LangChain is very similar to LlamaIndex but is in general much less focused on knowledge graphs. A straightforward example based on the documentation and with similar input as above does not yield an answer.

# pip install langchain langchain_community langchain_openai langchain_ollama
from langchain_community.graphs.index_creator import GraphIndexCreator
from langchain_ollama import ChatOllama
from langchain_openai import ChatOpenAI
# llm = ChatOllama( model="llama3.1", temperature=0.5)
llm = ChatOpenAI(temperature=0.5, model="gpt-3.5-turbo-0613", max_tokens=1000)

This creates the knoweldge graphs:

index_creator = GraphIndexCreator(llm=llm)
content = "Return the triples for the following text: John knows Mary and works at Microsoft. The weather in Brussels is 20 degrees."
graph = index_creator.from_text(content)

but do notice the unexpected inversion of predictate and object:

graph.get_triples()

[('John', 'Mary', 'knows'),
 ('John', 'Microsoft', 'works at'),
 ('weather in Brussels', '20 degrees', 'is')]

This inversion might explain why this does not get answered:

from langchain.chains import GraphQAChain
chain = GraphQAChain.from_llm(llm, graph=graph, verbose=True)
chain.run("what is the weather in Brussels?")
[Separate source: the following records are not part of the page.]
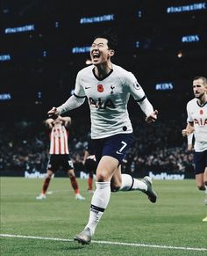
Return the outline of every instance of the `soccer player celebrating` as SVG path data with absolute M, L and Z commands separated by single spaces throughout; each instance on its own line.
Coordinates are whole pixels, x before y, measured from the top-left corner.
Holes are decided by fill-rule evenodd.
M 50 130 L 50 150 L 49 160 L 47 163 L 47 172 L 42 187 L 42 193 L 36 197 L 37 200 L 46 199 L 46 193 L 49 187 L 51 178 L 54 172 L 61 166 L 68 172 L 72 187 L 75 191 L 75 199 L 84 200 L 79 193 L 79 187 L 74 171 L 73 161 L 69 157 L 68 150 L 68 127 L 71 124 L 71 118 L 68 116 L 58 116 L 53 120 L 48 118 L 46 125 Z
M 89 222 L 75 240 L 89 244 L 111 197 L 111 191 L 139 190 L 152 202 L 157 194 L 152 179 L 142 180 L 121 174 L 123 157 L 133 141 L 132 126 L 127 111 L 132 95 L 146 114 L 147 123 L 157 120 L 153 110 L 134 75 L 111 62 L 115 54 L 116 38 L 104 33 L 94 39 L 90 48 L 92 65 L 83 68 L 76 77 L 75 93 L 63 105 L 53 107 L 48 115 L 55 118 L 83 104 L 90 108 L 92 146 L 97 162 L 96 190 L 91 199 Z
M 187 126 L 182 134 L 187 136 L 194 132 L 194 163 L 196 186 L 206 193 L 207 204 L 207 79 L 196 77 L 193 80 L 195 98 L 187 104 Z M 203 221 L 207 221 L 205 217 Z

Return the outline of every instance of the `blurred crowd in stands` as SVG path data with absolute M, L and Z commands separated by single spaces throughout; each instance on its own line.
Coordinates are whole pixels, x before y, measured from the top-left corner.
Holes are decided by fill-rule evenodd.
M 187 141 L 181 130 L 185 117 L 146 125 L 132 120 L 135 142 L 124 159 L 124 172 L 143 177 L 149 172 L 193 175 L 193 154 L 187 151 Z M 82 132 L 80 132 L 81 128 Z M 84 134 L 84 135 L 83 135 Z M 4 123 L 0 127 L 0 172 L 46 172 L 49 134 L 44 122 L 31 121 Z M 70 154 L 76 172 L 84 172 L 84 149 L 89 138 L 84 126 L 72 126 L 69 135 Z

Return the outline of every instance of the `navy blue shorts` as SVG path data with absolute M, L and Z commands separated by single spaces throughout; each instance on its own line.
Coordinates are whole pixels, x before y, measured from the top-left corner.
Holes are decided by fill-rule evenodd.
M 69 155 L 50 155 L 46 169 L 56 172 L 60 167 L 64 171 L 74 169 L 74 164 Z
M 92 140 L 96 162 L 99 163 L 103 156 L 110 156 L 121 164 L 133 140 L 132 134 L 118 134 L 107 138 Z
M 194 152 L 195 173 L 203 173 L 207 167 L 207 150 Z

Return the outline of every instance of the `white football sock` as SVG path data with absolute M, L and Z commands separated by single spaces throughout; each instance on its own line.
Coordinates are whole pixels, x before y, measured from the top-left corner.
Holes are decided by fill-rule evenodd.
M 86 227 L 90 229 L 91 235 L 106 208 L 111 196 L 111 182 L 96 182 L 96 188 L 91 200 L 89 219 Z M 85 228 L 86 228 L 85 227 Z
M 129 174 L 121 174 L 122 186 L 118 191 L 140 190 L 146 191 L 147 186 L 141 180 L 132 178 Z

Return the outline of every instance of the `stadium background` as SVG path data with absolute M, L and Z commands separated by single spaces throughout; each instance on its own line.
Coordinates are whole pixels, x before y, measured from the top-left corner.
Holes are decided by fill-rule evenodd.
M 193 178 L 192 153 L 181 130 L 192 79 L 207 74 L 206 6 L 196 0 L 2 0 L 1 175 L 46 172 L 46 112 L 69 97 L 78 70 L 87 65 L 93 36 L 113 28 L 118 34 L 114 63 L 134 73 L 160 113 L 158 122 L 148 126 L 130 100 L 137 140 L 125 172 Z M 70 150 L 79 172 L 89 132 L 87 103 L 69 114 Z

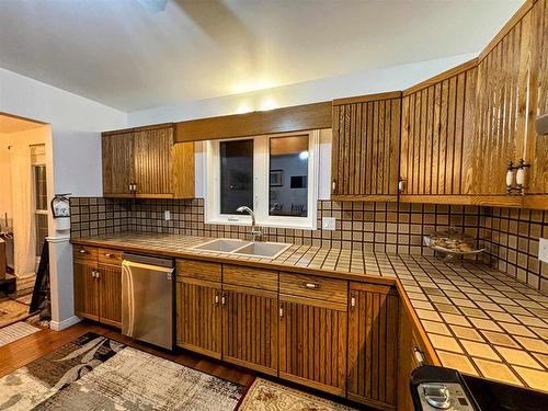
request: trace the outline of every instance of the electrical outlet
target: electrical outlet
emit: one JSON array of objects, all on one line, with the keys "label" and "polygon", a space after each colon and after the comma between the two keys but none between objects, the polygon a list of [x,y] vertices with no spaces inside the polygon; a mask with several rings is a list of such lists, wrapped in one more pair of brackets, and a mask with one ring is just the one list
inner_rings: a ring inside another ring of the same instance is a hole
[{"label": "electrical outlet", "polygon": [[321,228],[324,230],[334,231],[336,219],[334,217],[323,217],[321,219]]},{"label": "electrical outlet", "polygon": [[548,263],[548,239],[541,238],[538,243],[538,260]]}]

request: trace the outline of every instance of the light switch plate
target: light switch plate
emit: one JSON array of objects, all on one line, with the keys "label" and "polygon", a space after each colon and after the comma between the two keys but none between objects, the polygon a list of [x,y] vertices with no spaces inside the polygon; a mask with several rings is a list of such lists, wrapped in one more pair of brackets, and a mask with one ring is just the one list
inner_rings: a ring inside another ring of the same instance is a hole
[{"label": "light switch plate", "polygon": [[548,263],[548,239],[541,238],[538,244],[538,260]]},{"label": "light switch plate", "polygon": [[323,230],[334,231],[335,224],[336,224],[336,219],[334,217],[323,217],[321,219],[321,228]]}]

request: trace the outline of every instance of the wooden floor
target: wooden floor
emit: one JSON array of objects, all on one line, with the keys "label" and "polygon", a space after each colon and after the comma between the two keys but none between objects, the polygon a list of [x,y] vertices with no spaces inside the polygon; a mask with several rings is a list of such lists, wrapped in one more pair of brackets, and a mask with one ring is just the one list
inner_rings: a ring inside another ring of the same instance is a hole
[{"label": "wooden floor", "polygon": [[162,351],[128,339],[114,329],[85,321],[62,331],[41,330],[32,335],[0,347],[0,377],[13,373],[15,369],[57,350],[61,345],[87,332],[95,332],[105,335],[129,346],[171,359],[216,377],[228,379],[242,386],[249,387],[255,378],[255,374],[252,372],[231,365],[225,365],[215,359],[209,359],[184,351],[178,351],[175,354],[172,354],[168,351]]},{"label": "wooden floor", "polygon": [[[171,359],[175,363],[182,364],[184,366],[214,375],[219,378],[228,379],[229,381],[240,384],[246,387],[250,387],[255,377],[255,373],[247,370],[235,365],[221,363],[216,359],[212,359],[199,354],[191,353],[183,350],[176,350],[175,353],[163,351],[150,346],[145,343],[132,340],[125,335],[122,335],[117,330],[101,326],[94,322],[82,321],[76,326],[72,326],[62,331],[53,330],[41,330],[34,334],[25,336],[21,340],[14,341],[8,345],[0,347],[0,377],[7,374],[13,373],[15,369],[25,366],[26,364],[37,359],[55,350],[61,345],[75,340],[76,338],[85,334],[87,332],[94,332],[112,340],[116,340],[126,345],[146,351],[148,353],[158,355],[160,357]],[[263,376],[264,377],[264,376]],[[331,399],[335,402],[347,404],[351,407],[356,407],[356,403],[352,401],[346,401],[342,398],[330,396],[324,392],[319,392],[315,389],[309,389],[293,383],[282,381],[278,378],[266,377],[274,381],[281,383],[285,386],[297,388],[302,391],[313,393],[319,397]],[[364,406],[357,406],[359,410],[369,410]]]}]

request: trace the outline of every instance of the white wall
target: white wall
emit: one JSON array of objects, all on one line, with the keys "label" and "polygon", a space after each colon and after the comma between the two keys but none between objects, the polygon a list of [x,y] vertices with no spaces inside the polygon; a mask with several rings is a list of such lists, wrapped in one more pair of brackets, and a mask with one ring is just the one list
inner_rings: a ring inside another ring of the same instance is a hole
[{"label": "white wall", "polygon": [[[55,184],[48,194],[100,195],[101,132],[124,128],[127,115],[98,102],[0,69],[0,112],[52,126],[46,160]],[[55,152],[54,152],[55,151]],[[49,218],[52,328],[66,328],[73,317],[72,251],[67,232],[57,232]]]},{"label": "white wall", "polygon": [[476,56],[477,54],[459,55],[307,81],[252,93],[142,110],[128,113],[127,121],[128,125],[133,127],[308,104],[352,95],[404,90],[442,71],[468,61]]}]

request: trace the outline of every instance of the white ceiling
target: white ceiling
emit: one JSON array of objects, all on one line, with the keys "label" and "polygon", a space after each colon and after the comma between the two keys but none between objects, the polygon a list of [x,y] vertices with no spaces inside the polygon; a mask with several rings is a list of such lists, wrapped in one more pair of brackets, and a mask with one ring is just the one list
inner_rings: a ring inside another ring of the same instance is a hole
[{"label": "white ceiling", "polygon": [[35,123],[0,113],[0,134],[26,132],[28,129],[42,127],[43,125],[43,123]]},{"label": "white ceiling", "polygon": [[1,0],[0,67],[129,112],[479,52],[523,0]]}]

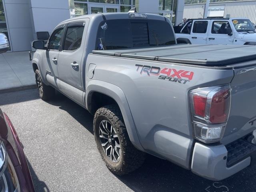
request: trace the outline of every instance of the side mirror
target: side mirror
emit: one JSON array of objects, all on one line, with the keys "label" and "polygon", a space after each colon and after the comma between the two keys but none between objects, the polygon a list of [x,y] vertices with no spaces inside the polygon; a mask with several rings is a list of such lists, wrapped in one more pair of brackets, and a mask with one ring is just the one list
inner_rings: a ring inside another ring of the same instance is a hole
[{"label": "side mirror", "polygon": [[0,33],[0,53],[4,53],[10,50],[10,44],[7,37],[3,33]]},{"label": "side mirror", "polygon": [[44,46],[44,41],[43,40],[34,41],[32,43],[32,46],[36,49],[46,49],[46,47]]}]

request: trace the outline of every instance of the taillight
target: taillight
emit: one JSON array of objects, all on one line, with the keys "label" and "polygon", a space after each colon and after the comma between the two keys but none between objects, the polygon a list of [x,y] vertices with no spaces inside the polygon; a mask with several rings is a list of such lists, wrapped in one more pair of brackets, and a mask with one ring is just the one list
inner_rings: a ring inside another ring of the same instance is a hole
[{"label": "taillight", "polygon": [[195,137],[206,143],[220,140],[230,108],[229,84],[194,89],[189,96]]},{"label": "taillight", "polygon": [[193,96],[195,114],[201,117],[204,116],[205,112],[205,103],[206,101],[206,97],[199,95]]}]

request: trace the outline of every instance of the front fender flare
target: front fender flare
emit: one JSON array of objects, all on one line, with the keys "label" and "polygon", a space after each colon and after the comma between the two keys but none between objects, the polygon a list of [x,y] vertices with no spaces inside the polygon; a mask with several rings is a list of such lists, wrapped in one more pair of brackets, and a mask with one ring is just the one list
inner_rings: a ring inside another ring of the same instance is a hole
[{"label": "front fender flare", "polygon": [[39,64],[39,61],[38,59],[37,58],[33,58],[32,60],[31,61],[31,63],[32,64],[32,67],[33,67],[33,64],[35,64],[37,66],[37,68],[39,70],[39,72],[40,73],[40,74],[41,75],[41,78],[42,78],[42,81],[45,84],[45,80],[44,79],[44,77],[42,73],[42,69],[41,68],[41,67],[40,65]]},{"label": "front fender flare", "polygon": [[86,108],[90,111],[91,96],[93,92],[98,92],[112,98],[121,110],[127,132],[132,143],[137,149],[144,151],[140,142],[136,126],[128,102],[123,91],[117,86],[98,80],[91,80],[88,83],[86,91]]}]

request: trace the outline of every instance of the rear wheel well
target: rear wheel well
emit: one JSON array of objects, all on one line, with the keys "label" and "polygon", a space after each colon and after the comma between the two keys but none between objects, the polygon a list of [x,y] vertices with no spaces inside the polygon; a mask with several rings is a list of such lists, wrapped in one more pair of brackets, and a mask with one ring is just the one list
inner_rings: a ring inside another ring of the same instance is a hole
[{"label": "rear wheel well", "polygon": [[38,67],[35,63],[33,63],[32,64],[32,66],[33,66],[33,70],[34,70],[34,72],[35,72],[36,70],[37,69],[38,69]]},{"label": "rear wheel well", "polygon": [[99,92],[93,92],[88,96],[89,103],[88,104],[88,110],[93,114],[101,107],[111,104],[115,104],[118,106],[117,103],[112,97]]}]

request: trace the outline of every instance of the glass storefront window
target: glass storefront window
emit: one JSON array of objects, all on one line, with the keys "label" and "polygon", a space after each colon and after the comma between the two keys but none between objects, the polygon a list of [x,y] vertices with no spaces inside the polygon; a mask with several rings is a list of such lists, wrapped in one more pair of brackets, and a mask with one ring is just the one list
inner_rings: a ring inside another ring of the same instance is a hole
[{"label": "glass storefront window", "polygon": [[159,0],[159,10],[172,10],[173,0]]},{"label": "glass storefront window", "polygon": [[120,4],[122,5],[130,5],[131,3],[131,0],[120,0]]},{"label": "glass storefront window", "polygon": [[120,6],[120,12],[128,12],[131,8],[130,6]]},{"label": "glass storefront window", "polygon": [[92,14],[94,14],[95,13],[103,13],[103,8],[98,7],[91,7],[91,12],[92,12]]},{"label": "glass storefront window", "polygon": [[[7,36],[9,40],[9,36],[7,30],[7,25],[5,20],[5,14],[4,10],[3,0],[0,0],[0,33],[4,33]],[[10,40],[9,41],[10,42]],[[10,50],[10,49],[9,49]]]},{"label": "glass storefront window", "polygon": [[76,17],[88,14],[87,4],[75,3],[74,4],[75,13]]},{"label": "glass storefront window", "polygon": [[119,0],[88,0],[88,1],[92,3],[119,4]]}]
> Entering new GraphQAChain chain...
Entities Extracted:
Brussels
Full Context:


> Finished chain.

"I don't know."

I have not investigated further what the reason is.

Like many, my opinion is that a bespoke codebase is probably easier to debug and more lean that using premade frameworks like LangChain. At least, with respect to ingestion. If about agents and workflows (LangGraph and LlamaIndex Flows), this is another topic.